O’Hearn’s company has offered Christmas-light installation as a service for four years. “We need a gap filler in the Northeast as winter shuts pressure washing down,” he explains.
Confronting a serious winter is not uncommon for O’Hearn’s team. Northwest wind often blows across Lake Erie, generating heavy snowfall in the Cleveland and Cuyahoga County region.
“Dealing with the harsh weather and getting lights on some pretty difficult roofs in the winter are the greatest challenges,” says O’Hearn. As with any service offered, a contractor must put a little flex in a schedule, if possible. Waiting out a blizzard or a severe summer storm is just a given.

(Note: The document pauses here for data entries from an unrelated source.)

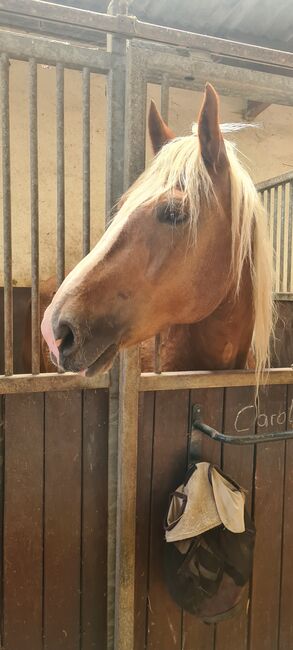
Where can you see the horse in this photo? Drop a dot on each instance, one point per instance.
(186, 255)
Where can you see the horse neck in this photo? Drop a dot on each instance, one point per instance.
(220, 341)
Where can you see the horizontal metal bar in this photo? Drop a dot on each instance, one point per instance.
(198, 66)
(130, 27)
(47, 50)
(275, 436)
(50, 381)
(272, 182)
(63, 31)
(207, 379)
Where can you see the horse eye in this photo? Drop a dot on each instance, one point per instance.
(170, 214)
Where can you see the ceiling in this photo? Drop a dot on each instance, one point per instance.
(263, 22)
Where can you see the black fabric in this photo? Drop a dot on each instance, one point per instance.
(209, 579)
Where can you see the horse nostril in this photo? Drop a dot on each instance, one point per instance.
(66, 336)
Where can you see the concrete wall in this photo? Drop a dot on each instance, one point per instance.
(267, 151)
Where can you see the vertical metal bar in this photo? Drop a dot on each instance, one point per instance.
(275, 231)
(60, 173)
(136, 91)
(7, 236)
(165, 98)
(290, 229)
(282, 236)
(86, 160)
(165, 114)
(114, 189)
(33, 125)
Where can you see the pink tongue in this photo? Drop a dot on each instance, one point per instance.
(47, 332)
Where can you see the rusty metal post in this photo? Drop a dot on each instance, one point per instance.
(136, 88)
(114, 188)
(7, 235)
(34, 184)
(86, 191)
(60, 173)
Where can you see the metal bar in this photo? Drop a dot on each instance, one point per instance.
(165, 114)
(130, 27)
(60, 174)
(136, 90)
(116, 48)
(206, 379)
(165, 98)
(86, 160)
(282, 236)
(228, 79)
(275, 232)
(213, 434)
(272, 182)
(33, 134)
(51, 51)
(7, 236)
(50, 381)
(290, 233)
(158, 358)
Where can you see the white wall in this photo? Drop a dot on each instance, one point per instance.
(267, 151)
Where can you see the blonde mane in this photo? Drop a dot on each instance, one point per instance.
(179, 165)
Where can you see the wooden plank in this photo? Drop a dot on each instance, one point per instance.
(63, 433)
(268, 507)
(195, 633)
(2, 460)
(239, 419)
(207, 379)
(94, 521)
(286, 595)
(143, 507)
(49, 382)
(23, 523)
(126, 499)
(169, 466)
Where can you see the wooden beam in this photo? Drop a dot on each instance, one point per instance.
(206, 379)
(253, 109)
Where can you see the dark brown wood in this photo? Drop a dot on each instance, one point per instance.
(169, 465)
(94, 521)
(2, 438)
(239, 419)
(286, 595)
(62, 543)
(143, 505)
(253, 109)
(268, 507)
(211, 379)
(23, 522)
(195, 633)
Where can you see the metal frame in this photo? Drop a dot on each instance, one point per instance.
(128, 69)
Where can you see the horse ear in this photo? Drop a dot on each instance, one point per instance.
(158, 130)
(212, 144)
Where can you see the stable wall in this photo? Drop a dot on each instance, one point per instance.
(267, 152)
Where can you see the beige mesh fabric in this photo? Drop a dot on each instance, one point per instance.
(209, 504)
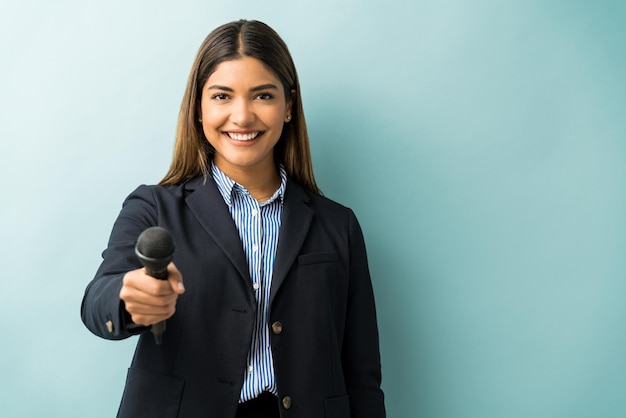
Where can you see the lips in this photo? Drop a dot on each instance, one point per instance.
(243, 136)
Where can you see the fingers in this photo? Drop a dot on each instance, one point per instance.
(175, 279)
(149, 300)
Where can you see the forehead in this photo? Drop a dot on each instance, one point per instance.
(242, 72)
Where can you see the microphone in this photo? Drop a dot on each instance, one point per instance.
(155, 249)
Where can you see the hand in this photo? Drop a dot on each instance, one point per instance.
(149, 300)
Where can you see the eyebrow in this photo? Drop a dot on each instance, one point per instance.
(257, 88)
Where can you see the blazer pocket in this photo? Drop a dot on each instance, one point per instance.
(316, 258)
(337, 407)
(150, 395)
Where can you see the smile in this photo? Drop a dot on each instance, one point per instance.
(249, 136)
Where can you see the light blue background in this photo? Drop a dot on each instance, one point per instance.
(481, 143)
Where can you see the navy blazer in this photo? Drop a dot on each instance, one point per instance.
(324, 334)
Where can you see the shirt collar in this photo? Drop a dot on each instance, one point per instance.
(228, 186)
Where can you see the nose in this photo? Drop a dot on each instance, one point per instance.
(242, 113)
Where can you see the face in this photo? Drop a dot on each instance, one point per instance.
(243, 111)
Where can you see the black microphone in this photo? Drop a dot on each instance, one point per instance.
(155, 249)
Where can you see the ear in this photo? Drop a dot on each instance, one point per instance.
(289, 106)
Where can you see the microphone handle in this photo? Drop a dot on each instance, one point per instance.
(158, 328)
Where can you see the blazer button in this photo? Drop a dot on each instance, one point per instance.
(277, 327)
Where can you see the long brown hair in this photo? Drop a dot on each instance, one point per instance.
(192, 151)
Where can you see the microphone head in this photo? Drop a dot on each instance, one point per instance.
(155, 243)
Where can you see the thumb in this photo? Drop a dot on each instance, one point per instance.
(175, 279)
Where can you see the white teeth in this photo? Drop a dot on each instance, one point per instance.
(243, 137)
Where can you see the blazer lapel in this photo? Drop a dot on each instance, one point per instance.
(207, 204)
(297, 216)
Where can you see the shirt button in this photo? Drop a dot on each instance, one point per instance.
(287, 402)
(277, 327)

Whatever the challenges winter poses to the effort, the Christmas light add-on service is very much worth it, says O’Hearn. “It’s worth not having to find an outside-the-business job in the winter and still being able to provide for my family. Also, it’s enjoyable, and we take pride in our work.”

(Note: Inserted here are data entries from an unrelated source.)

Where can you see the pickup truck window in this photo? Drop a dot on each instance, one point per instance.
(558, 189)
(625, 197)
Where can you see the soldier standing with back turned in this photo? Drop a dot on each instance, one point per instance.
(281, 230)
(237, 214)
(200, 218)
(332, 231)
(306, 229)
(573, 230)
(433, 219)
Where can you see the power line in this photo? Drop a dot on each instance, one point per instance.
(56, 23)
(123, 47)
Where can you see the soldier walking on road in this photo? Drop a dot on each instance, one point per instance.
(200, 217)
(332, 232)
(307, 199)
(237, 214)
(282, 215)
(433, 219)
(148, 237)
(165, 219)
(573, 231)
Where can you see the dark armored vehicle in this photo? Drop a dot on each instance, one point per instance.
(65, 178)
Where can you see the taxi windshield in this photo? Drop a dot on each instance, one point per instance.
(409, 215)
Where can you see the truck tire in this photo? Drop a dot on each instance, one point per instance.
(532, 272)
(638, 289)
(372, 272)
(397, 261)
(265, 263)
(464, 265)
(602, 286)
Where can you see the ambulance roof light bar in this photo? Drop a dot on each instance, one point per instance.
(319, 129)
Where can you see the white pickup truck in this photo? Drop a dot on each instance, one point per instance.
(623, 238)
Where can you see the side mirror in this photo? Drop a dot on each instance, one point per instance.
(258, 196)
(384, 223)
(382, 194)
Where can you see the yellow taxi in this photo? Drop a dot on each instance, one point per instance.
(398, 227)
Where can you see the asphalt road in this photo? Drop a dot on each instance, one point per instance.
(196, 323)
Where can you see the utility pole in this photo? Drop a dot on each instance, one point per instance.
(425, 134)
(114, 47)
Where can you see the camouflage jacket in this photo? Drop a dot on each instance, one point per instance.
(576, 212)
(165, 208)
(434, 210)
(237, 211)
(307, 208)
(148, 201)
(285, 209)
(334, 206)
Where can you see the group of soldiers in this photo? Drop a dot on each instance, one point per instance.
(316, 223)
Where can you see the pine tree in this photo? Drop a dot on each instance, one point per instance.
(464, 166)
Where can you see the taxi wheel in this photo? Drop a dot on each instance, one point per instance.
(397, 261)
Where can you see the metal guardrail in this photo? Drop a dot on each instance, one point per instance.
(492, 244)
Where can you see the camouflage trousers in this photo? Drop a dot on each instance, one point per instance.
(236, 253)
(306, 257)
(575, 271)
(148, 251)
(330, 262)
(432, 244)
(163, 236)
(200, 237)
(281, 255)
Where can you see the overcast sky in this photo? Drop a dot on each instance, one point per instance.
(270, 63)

Successful contractors recognize continuing education as a guiding force. As methods and tools change, a commitment to keep learning fortifies a business.

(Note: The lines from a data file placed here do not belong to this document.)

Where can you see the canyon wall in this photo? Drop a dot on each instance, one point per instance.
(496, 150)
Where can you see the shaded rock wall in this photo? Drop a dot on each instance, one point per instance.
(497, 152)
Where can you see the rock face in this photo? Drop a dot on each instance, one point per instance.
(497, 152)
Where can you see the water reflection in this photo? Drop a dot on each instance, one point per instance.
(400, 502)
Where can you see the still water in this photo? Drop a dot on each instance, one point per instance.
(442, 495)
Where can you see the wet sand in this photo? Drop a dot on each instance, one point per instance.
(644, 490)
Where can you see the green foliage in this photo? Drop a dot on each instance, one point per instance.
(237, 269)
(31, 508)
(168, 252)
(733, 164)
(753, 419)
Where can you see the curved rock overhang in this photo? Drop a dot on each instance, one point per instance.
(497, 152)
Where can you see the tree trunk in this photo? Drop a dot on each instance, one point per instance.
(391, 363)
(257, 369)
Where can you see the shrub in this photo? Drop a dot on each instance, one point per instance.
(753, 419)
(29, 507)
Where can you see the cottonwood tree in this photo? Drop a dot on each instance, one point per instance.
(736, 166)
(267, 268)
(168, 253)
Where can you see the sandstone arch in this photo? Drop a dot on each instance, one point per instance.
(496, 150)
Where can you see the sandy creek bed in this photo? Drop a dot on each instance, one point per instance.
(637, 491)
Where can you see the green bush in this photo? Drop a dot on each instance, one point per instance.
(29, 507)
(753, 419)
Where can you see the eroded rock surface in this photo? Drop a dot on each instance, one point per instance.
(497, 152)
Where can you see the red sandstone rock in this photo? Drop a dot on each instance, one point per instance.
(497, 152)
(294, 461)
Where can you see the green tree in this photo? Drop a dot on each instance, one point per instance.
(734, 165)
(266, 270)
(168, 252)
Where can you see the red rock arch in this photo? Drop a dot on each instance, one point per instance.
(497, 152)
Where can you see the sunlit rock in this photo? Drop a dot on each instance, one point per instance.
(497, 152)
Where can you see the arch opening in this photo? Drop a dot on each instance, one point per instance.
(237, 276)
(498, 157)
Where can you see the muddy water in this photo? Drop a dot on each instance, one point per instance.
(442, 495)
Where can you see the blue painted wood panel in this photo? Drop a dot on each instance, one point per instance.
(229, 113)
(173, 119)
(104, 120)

Contractors considering the add-on of Christmas-light installation ought to know about an association that specializes in relevant training. It is the Christmas Light Installation Pros Association (CLIPA).
“CLIPA offers intensive in-person and online training opportunities covering all aspects of Christmas light installation and how to get started,” says Matt Hyden, president of the association, which is headquartered in Orange County, CA. “We cover basics that include product knowledge and education, sales and marketing, installations, electrical, and estimating—just to name a few.”
Taking part in training from the association brings other plusses. “With your training, you get access to a backend portal where you can find more than 16 hours of training presentations and videos allowing you to educate your installers and employees,” explains Hyden.
The portal offers paths to other information as well. “Portal access also includes useful forms, photo gallery, resources and links, estimating calculators, marketing tools and apparel at discounted prices, and access to the association’s certified installer logos to use at their discretion,” explains Hyden.
“Members of the association get discounted prices with our preferred vendors where they can purchase lights and accessories at a discounted rate,” says Hyden. “They will also be listed on our national directory where consumers are able to verify that the contractors they hire are certified.”
Educational opportunities go on through the year. “Our association is always offering continuing education,” says Hyden. “Throughout the year, we offer training opportunities outside of the initial association training events.”
Among the special opportunities are varied possibilities. “There is more in-depth training, such as RGB installations of color-changing lights, commercial training for those that want to take the next step, and the association’s annual conference, which provides an opportunity to network and grow your business,” says Hyden.
The annual conference includes classes on “how to scale your business, commercial sales and marketing, recruiting, and RGB lighting, just to name a few topics,” explains Hyden. “We also host a social event for everyone to attend. Last year we had more than 125 attendees for our first annual conference.”
In addition, the association Hyden leads provides information to consumers of services. “We also spend a lot of time educating consumers about requesting a certified installer,” he explains. “We receive several inquiries requesting installers, and we refer all inquiries to our certified installers.”
The educators who work as trainers for the association have deep and broad experience. “Our association’s educators have been in the industry for more than 21 years and offer ongoing training, education, and support to members,” says Hyden. “We enjoy passing on to others what has helped make us successful in the Christmas light industry.”